Here, oxygen travels from the tiny air sacs in the lungs, through the walls of the capillaries, into the blood. At the same time, carbon dioxide, a waste product of metabolism, passes from the blood into the air sacs. Carbon dioxide leaves the body when you exhale. Once the blood is purified and oxygenated, it travels back to the left atrium through the pulmonary veins.

What Are the Coronary Arteries?

Like all organs, your heart is made of tissue that requires a supply of oxygen and nutrients. Although its chambers are full of blood, the heart receives no nourishment from this blood. The heart receives its own supply of blood from a network of arteries, called the coronary arteries.
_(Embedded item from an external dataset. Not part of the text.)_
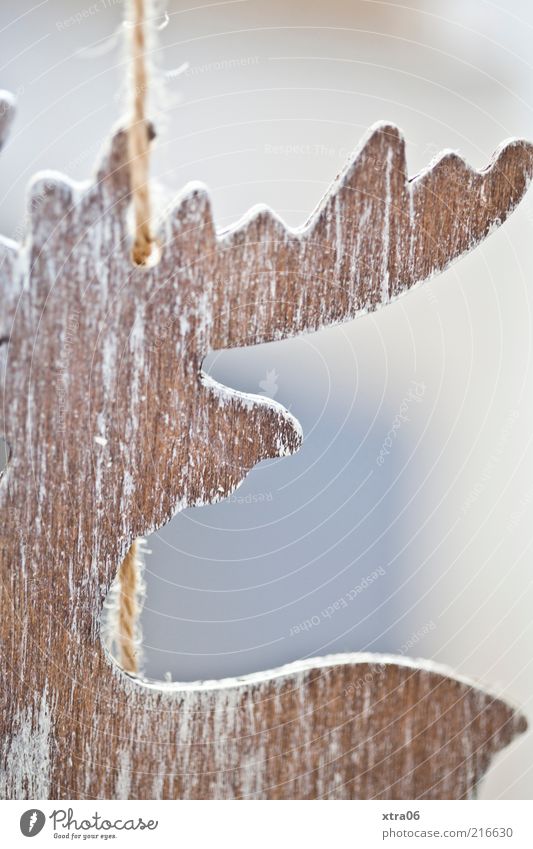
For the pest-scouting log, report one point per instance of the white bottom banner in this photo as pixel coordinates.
(268, 824)
(264, 824)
Two major coronary arteries branch off from the aorta near the point where the aorta and the left ventricle meet:

• Right coronary artery supplies the right atrium and right ventricle with blood. It usually branches into the posterior descending artery, which supplies the bottom portion of the left ventricle and back of the septum with blood.
• Left main coronary artery branches into the circumflex artery and the left anterior descending artery. The circumflex artery supplies blood to the left atrium, side, and back of the left ventricle, and the left anterior descending artery supplies the front and bottom of the left ventricle and the front of the septum with blood.
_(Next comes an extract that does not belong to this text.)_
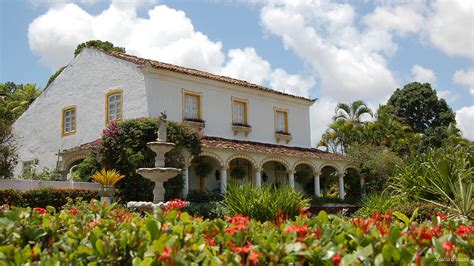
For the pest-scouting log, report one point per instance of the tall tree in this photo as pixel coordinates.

These arteries and their branches supply all parts of the heart muscle with blood.

When the coronary arteries narrow to the point that blood flow to the heart muscle is limited (coronary artery disease), a network of tiny blood vessels in the heart that aren't usually open called collateral vessels may enlarge and become active. This allows blood to flow around the blocked artery to the heart muscle, protecting the heart tissue from injury.

How Does the Heart Beat?

The atria and ventricles work together, alternately contracting and relaxing to make the heart beat and pump blood. The electrical system of your heart is the power source that makes this possible.

Your heartbeat is triggered by electrical impulses that travel down a special pathway through your heart.

• The impulse starts in a small bundle of specialized cells called the SA node (sinoatrial node), located in the right atrium. This node is known as the heart's natural pacemaker. The electrical activity spreads through the walls of the atria and causes them to contract.
• A cluster of cells in the center of the heart between the atria and ventricles, the AV node (atrioventricular node) is like a gate that slows the electrical signal before it enters the ventricles. This delay gives the atria time to contract before the ventricles do.
• The His-Purkinje network is a pathway of fibers that sends the impulse to the muscular walls of the ventricles, causing them to contract.

At rest, a normal heart beats around 50 to 99 times a minute. Exercise, emotions, fever, and some medications can cause your heart to beat faster, sometimes to well over 100 beats per minute.